Alice:Belki,o yeri bulmak için yapmamız gereken şey için bu göle ihtiyacımız vardır.

Axel:Harika,ayin mi yapıcaz!

Marow:Sanmam.Ama evet ne için burası?

Luna:Sadece göl değil. Özellikle buradaki ağaçlar ve toprak. Buradakilerin farklı bir özelliği var mı?

Marow:Aslında evet. Buradaki ağaçların ve toprakların hepsi göle bağlı. Ve hepsi sihirli.Luna,ağaçlardan birinin kabuğunun ufak bir parçasını kopar lütfen.

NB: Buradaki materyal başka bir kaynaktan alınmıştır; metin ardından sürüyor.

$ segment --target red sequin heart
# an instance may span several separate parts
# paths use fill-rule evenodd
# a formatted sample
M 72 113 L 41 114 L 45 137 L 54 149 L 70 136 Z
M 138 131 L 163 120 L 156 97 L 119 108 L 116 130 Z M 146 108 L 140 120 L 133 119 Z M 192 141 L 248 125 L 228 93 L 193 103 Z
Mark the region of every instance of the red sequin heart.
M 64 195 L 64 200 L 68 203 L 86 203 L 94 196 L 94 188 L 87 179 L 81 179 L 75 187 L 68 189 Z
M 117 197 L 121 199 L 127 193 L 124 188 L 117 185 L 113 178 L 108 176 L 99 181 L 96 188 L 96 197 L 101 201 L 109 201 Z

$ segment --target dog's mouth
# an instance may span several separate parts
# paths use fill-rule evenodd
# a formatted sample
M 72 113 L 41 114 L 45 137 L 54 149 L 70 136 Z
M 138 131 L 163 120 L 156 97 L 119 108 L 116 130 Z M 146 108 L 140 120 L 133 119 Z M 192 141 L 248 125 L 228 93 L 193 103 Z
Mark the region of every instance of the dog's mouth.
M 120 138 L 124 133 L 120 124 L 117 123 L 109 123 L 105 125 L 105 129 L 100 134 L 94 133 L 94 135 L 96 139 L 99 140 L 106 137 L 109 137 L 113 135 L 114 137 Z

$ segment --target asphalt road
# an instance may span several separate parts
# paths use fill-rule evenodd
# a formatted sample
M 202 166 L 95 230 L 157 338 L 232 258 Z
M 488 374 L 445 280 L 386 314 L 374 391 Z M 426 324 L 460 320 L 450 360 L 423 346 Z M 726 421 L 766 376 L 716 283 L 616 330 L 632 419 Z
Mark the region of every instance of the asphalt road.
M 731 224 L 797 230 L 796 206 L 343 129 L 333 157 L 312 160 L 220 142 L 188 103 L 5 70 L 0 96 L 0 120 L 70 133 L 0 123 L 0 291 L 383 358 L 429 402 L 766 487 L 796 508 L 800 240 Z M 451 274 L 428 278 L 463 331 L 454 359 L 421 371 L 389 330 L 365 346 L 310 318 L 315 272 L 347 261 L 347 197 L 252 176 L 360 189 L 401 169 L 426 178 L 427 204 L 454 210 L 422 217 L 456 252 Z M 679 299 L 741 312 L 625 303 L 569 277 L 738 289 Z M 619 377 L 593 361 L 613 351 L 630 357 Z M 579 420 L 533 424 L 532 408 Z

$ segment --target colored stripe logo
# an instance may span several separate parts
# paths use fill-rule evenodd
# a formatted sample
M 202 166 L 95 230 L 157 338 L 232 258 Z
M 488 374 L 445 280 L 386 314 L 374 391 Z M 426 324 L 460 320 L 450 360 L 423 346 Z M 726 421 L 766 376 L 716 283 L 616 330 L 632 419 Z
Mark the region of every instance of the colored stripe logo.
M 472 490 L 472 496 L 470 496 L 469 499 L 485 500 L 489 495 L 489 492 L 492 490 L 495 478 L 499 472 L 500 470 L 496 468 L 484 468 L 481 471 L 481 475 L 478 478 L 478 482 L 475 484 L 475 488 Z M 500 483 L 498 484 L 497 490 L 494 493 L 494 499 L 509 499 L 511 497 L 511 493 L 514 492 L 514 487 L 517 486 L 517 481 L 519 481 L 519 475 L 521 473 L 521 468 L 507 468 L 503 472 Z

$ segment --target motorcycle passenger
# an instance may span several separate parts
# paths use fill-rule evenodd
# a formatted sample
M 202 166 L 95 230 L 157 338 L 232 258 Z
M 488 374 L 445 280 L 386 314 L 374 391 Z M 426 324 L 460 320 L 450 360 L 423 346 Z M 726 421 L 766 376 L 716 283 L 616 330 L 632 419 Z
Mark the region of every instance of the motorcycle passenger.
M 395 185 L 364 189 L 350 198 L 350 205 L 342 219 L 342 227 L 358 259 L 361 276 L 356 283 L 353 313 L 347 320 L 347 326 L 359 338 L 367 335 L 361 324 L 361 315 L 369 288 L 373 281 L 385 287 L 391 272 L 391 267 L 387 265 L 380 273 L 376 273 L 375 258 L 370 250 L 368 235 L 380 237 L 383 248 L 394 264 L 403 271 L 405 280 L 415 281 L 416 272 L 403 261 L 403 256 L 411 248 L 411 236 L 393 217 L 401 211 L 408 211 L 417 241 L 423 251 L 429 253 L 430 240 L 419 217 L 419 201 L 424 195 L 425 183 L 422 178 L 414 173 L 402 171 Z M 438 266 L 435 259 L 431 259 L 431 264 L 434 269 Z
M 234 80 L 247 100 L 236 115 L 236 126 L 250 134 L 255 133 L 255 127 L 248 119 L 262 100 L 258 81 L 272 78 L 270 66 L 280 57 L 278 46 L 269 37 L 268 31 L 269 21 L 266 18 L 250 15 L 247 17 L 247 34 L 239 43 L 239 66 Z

Kalktım ve kopardım. Altı masmavi parlıyordu.Bunu gören Kyler hemen yerden biraz toprak aldı ve avucunun içine yaydı. Onun da içinde mavi,parlayan parçalar vardı. Aklına bir şey gelmiş gibi heyecanla ayağa kalkıp Marow'un yanına koştu.

Kyler:Marow,kitabın kapağı mavi mi?

Marow:Ben hiç görmedim ama söylenenlere göre kapağı mavi renkte parlıyormuş.Neden?

Kyler:Buldum!Kitap buradan yapılmış.Yani ne denir bilmiyorum ama kitap gücünü ya da herhangi bir şeyini buradan alıyor.Bilmecede bunu anlatıyor.Kitap buradaki su,ağaç ve topraktan oluşuyor.

Hiçbirmiz hala bir şey anlamamıştık. Hepimiz Kyler'a "Yani?" der gibi baktık.Kyler sakinleşmek için derin bir nefes aldı ve devam etti.

Kyler:Yani,buradaki suyu,toprağı ve ağacı karıştırmalıyız.Bilmecedeki uyum bu. Kitap buranın uyumu. Biraz su bir ağaç parçası ve toprağı karıştırıp kağıda fırçayla sürücez. Ve bize harita ya da yol tarifi vericek. Eminim.

Şaşkınlıkla Kyler'a baktık.Onun zekasına bir kez daha hayran kalmıştık. Hemen işe koyulduk.Kyler'ın dediği gibi malzemeleri karıştırıp tuhaf bir karışım elde ettik. Ve bunu elimizdeki kağıda fırça yardımıyla sürdük.Ve kağıt mavi renkte parlamaya başladı ve bir haritaya dönüştü. Zorlu bir yol gibi gözüküyordu. Ama eğlenceli olacağından emindim. Vexena aklıma bile gelmemişti.Marow Kyler'ı tebrik etti.

Marow:Aferin evlat.Gerçekten zekisin. Şimdi hadi eve gidelim.Burası güzel olduğu kadar tehlikeli.

Hepimiz mutlu bir şekilde eve doğru yol almaya başladık.